Estaremos de volta na segunda semana de maio, escreveu a senhorita Patty. Creio que a Casa da Patty vai parecer pequena depois do Salão dos Reis, em Karnak, mas eu nunca gostei de morar em lugares muito grandes e ficarei bastante satisfeita de estar em casa outra vez. Quando se começa a viajar em idade avançada, você tende a se exceder, pois sabe que não lhe resta muito tempo e essa vontade é algo que cresce em você. Receio que Maria nunca mais fique satisfeita.

- Deixarei aqui minhas fantasias e sonhos para que alegrem as próximas ocupantes - disse Anne, olhando saudosamente em volta do quarto azul - seu lindo quartinho azul, onde havia passado três felizes anos de sua vida. Ali, ajoelhara-se diante da janela para orar e debruçara-se no parapeito para contemplar o sol poente por trás dos pinheiros. Ouvira as gotas de chuva do outono que golpeavam os vidros e saudara os tordos no peitoril na chegada a primavera. Imaginava se os antigos sonhos poderiam assombrar os aposentos e se, por algum motivo, quando alguém deixa para sempre o quarto onde se alegrou, sofreu, riu e chorou, algo dessa pessoa, intangível e invisível, mas ainda assim real, não ficava para trás como uma parte de sua própria alma.

- Penso que o quarto onde alguém sonha, sofre, se alegra e vive torna-se inseparavelmente ligado àqueles processos e adquire vida própria - disse Phil. - Tenho certeza de que se eu entrasse neste quarto daqui a cinquenta anos, ouviria uma voz a me dizer: "Anne, Anne"! Como nos divertimos aqui nesta casa, querida! Quantas conversas, gracejos e ótimas farras entre amigos! Ah, Deus! Vou me casar com Jo em junho e sei que serei arrebatadoramente feliz. Porém, agora, sinto como se quisesse que esta adorável vida em Redmond nunca terminasse.

- Sou insensata o bastante para desejar a mesma coisa neste momento - admitiu Anne. - Não importam as grandes alegrias que o futuro nos reserva, pois nunca mais voltaremos a ter esta existência irresponsável e deliciosa que tivemos aqui. Está acabado para sempre, Phil.

- O que vai fazer com o Rusty? - indagou Phil, ao ver o privilegiado animal entrar no quarto.

- Vou levá-lo comigo, junto com Joseph e a Gata-Sarah - anunciou tia Jamesina, que entrava no quarto seguindo o animal. - Seria uma pena separar esses gatos, agora que aprenderam a conviver uns com os outros. Esta é uma lição muito difícil tanto para gatos quanto para humanos aprenderam.

- Lamento por ter que me separar do Rusty - murmurou Anne, com pesar -, mas seria inútil levá-lo para Green Gables. Marilla detesta gatos e Davy acabaria com a raça dele. Além disso, não creio que eu vá ficar em casa por muito tempo, pois ofereceram-me um emprego como diretora da escola de ensino médio em Summerside.

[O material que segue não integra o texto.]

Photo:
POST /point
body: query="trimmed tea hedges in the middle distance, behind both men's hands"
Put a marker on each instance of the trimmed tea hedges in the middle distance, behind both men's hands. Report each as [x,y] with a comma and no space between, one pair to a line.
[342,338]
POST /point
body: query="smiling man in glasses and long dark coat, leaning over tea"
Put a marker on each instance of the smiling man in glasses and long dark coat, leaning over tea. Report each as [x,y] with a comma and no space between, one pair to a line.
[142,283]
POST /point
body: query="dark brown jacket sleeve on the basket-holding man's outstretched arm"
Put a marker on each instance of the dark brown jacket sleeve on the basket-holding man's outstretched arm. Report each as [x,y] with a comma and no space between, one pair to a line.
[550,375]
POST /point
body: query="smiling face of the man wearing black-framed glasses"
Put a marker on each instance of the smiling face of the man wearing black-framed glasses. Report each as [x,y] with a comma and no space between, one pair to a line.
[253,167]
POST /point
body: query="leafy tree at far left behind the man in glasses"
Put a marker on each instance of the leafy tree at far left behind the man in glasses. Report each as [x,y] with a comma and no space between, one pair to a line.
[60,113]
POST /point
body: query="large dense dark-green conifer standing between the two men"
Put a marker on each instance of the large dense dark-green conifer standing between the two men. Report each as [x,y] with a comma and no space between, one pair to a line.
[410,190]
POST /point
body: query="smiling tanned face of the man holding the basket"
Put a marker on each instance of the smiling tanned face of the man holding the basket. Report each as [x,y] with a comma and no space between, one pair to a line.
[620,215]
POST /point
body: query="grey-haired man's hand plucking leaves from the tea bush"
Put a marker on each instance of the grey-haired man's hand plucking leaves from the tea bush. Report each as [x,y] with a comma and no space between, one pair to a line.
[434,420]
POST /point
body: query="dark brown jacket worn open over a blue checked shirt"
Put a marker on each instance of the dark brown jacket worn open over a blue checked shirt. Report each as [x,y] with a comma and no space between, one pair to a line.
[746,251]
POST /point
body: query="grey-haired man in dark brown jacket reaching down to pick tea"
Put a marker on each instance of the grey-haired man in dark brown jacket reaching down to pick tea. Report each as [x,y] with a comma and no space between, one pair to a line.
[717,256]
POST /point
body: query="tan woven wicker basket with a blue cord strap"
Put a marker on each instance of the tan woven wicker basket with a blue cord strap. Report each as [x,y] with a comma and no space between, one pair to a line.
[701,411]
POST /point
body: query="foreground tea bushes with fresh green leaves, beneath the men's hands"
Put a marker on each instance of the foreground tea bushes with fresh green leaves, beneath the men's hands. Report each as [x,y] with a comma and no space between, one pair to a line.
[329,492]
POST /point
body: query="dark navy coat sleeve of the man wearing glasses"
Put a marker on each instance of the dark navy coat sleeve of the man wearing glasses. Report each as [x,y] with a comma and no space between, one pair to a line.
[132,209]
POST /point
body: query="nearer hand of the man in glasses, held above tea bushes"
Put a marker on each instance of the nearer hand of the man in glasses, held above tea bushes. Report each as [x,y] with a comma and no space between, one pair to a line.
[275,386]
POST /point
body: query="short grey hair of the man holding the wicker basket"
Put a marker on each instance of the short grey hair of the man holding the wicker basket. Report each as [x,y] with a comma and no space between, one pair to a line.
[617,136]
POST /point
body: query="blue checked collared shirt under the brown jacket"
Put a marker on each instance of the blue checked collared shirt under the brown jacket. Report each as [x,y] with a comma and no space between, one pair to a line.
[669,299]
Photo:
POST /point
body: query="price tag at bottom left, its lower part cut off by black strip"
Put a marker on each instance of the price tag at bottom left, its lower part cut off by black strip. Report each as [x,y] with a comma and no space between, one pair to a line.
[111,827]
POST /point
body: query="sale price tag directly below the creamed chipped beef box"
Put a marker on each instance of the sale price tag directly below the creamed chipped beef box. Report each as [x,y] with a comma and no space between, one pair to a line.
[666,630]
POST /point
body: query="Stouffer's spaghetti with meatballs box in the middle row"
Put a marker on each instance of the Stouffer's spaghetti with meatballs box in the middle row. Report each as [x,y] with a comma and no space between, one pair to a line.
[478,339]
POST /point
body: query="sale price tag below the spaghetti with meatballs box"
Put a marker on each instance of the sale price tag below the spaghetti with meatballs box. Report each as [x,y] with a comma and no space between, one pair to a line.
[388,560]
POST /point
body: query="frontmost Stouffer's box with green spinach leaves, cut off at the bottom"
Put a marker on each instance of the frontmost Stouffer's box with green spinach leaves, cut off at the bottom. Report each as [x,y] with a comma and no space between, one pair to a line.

- Você vai aceitar? - perguntou Phil.

- Eu... eu ainda não me decidi - respondeu, com um rubor confuso.

Phil assentiu, compreensiva. Naturalmente, os planos de Anne não poderiam ser definidos até que Roy a pedisse em casamento. Logo ele o faria e quanto a isso não restavam dúvidas. E também não havia dúvidas de que Anne diria "sim" no momento em que ele terminasse de perguntar "Você aceita?" A própria Anne contemplava o estado das coisas como uma complacência que raramente a inquietava, pois estava profundamente apaixonada por Roy e, na verdade, o amor não era o que ela imaginava que seria. Anne, no entanto, se perguntava, de modo exaustivo, se haveria algo na vida que alcançasse a perfeição do que fora por ela imaginado.